Basé à New Delhi, il co-dirige White Crane Films dont, pour les plus récents :
- Dreaming Lhassa, 2005, 90 mn, diffusé au Festival des films de femmes, 14-17 mars 2008, à Créteil.
- One Day with Rinpoche, 2007, 29 mn
- Some questions on the nature of your existence, 2007, 26 mn

[2] Ndr La Marche à cet endroit précis s’est terminée le 20 juin 2008.Voir également la Note 3 ci-dessous

[3] Le Tibetan People’s Uprising Movement signale qu’il ne s’agit pas, en fait, de la fin de la Marche. Un communiqué sera fait prochainement en ce sens.

[4] Les 5 ONGs tibétaines sont :
- Tibetan Youth Congress
- Tibetan Women’s Association
- Gu-Chu-Sum Movement of Tibet
- National Democratic Party of Tibet
- Students for a Free Tibet, India

[5] La Voie Médiane fut la base de réflexion annoncée par le Dalaï Lama en 1974 pour trouver une solution à la question tibétaine, en prônant une recherche de compromis avec le gouvernement chinois. Lorsque des contacts directs avec le gouvernement de Pékin furent établis en 1979, Deng Xiaoping déclara "qu’à l’exception de l’indépendance, tous les problèmes pourraient trouver une solution par la négociation". Cette Voie Médiane est rappelée par le Dalaï Lama dans ses discours prononcés le 10 mars de chaque année

[6] Selon cette liste d’équivalence des noms de lieux, Tawu serait dans le secteur de Xianshui, localisé sur cette carte à l’ouest de Chengdu, qui correspond à l’ancienne région du Kham

[7] Amdowas : habitants de la région de l’Amdo, Khampas : habitants de la région du Kham. Voir les cartes du Tibet. Historiquement, bien que tous Tibétains, les habitants de ces deux régions avaient des différences au niveau de leur culture.
Comme entre les ch’Tis et les Marseillais, par exemple ! :-))

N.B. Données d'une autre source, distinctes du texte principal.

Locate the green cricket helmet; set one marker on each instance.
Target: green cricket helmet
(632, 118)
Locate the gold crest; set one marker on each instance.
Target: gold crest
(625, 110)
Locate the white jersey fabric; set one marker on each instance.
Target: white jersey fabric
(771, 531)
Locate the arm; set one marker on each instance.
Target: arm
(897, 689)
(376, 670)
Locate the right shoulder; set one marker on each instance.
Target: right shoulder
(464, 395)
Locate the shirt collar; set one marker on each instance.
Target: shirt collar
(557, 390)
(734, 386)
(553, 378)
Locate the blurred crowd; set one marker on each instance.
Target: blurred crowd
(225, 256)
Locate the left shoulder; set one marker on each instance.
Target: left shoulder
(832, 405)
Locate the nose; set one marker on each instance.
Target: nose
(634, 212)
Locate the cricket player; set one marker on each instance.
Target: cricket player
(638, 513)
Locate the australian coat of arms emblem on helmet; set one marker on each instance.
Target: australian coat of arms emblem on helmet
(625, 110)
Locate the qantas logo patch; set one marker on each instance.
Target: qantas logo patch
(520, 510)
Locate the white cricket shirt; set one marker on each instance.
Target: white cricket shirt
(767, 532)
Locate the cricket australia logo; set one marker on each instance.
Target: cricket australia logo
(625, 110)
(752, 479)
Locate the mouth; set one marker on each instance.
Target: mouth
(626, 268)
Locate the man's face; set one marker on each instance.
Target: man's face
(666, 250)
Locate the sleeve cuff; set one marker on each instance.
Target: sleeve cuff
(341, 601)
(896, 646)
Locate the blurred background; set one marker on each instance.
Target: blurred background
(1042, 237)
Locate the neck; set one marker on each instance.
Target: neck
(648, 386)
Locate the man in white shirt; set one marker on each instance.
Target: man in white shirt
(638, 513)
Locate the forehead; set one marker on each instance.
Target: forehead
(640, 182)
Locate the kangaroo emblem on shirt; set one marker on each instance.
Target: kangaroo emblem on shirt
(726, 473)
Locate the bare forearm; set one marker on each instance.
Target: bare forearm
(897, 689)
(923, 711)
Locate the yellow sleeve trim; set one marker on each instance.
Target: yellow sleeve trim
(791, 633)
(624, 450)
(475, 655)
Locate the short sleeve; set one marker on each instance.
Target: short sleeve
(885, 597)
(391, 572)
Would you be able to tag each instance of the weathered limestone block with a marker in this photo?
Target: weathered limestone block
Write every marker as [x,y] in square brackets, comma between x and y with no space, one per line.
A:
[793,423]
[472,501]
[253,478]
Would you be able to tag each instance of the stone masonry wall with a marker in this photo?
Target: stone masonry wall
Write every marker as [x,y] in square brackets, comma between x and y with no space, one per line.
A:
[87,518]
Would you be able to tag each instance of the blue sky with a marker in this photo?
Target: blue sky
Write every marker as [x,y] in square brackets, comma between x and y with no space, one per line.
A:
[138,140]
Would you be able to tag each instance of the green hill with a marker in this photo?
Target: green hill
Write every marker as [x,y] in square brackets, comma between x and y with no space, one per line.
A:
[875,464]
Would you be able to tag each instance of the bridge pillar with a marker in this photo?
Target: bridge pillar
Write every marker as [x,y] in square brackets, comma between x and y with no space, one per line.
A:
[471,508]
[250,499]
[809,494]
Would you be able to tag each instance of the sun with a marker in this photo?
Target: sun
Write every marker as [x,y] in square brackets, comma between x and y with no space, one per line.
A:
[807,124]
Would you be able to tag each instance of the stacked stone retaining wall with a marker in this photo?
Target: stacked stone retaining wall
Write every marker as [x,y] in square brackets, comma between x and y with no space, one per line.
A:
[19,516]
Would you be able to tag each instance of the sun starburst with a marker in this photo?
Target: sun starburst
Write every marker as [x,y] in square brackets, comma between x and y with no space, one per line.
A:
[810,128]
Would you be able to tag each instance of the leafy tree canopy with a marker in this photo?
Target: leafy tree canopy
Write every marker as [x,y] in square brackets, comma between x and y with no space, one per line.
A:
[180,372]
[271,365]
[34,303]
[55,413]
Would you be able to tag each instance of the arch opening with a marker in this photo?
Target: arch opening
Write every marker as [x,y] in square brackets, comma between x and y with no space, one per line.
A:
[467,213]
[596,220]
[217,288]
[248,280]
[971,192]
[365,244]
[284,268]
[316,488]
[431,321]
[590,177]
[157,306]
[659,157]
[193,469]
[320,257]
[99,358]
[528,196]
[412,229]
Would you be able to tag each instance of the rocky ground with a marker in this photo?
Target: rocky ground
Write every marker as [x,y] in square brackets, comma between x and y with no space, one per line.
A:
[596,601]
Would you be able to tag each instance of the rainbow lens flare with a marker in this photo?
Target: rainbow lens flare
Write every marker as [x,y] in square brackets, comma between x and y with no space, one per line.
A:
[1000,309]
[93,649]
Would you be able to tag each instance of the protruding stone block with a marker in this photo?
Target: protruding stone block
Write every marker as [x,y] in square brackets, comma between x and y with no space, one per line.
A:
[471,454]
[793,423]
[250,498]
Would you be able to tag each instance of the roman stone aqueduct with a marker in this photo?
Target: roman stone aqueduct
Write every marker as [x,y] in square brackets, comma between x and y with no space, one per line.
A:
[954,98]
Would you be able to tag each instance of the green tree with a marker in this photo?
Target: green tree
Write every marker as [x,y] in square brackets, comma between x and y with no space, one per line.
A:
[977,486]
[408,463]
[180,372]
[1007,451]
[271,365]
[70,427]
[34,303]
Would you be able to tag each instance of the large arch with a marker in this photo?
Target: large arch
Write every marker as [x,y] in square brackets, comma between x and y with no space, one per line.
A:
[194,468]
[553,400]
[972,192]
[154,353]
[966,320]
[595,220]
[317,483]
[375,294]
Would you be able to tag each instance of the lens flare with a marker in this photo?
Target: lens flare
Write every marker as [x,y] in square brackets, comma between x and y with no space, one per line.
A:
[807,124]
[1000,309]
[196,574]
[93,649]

[8] Région de l’U-Tsang, où se situe Lhassa.

[9] Les moines s’entraînent au débat dialectique en s’affrontant deux par deux, et en marquant leurs arguments de gestes prononcés, par exemple en frappant une main sur l’autre.

[10] Solidarity Committee : associe des membres du Parlement tibétain en exil et du Gouvernement (Kashag).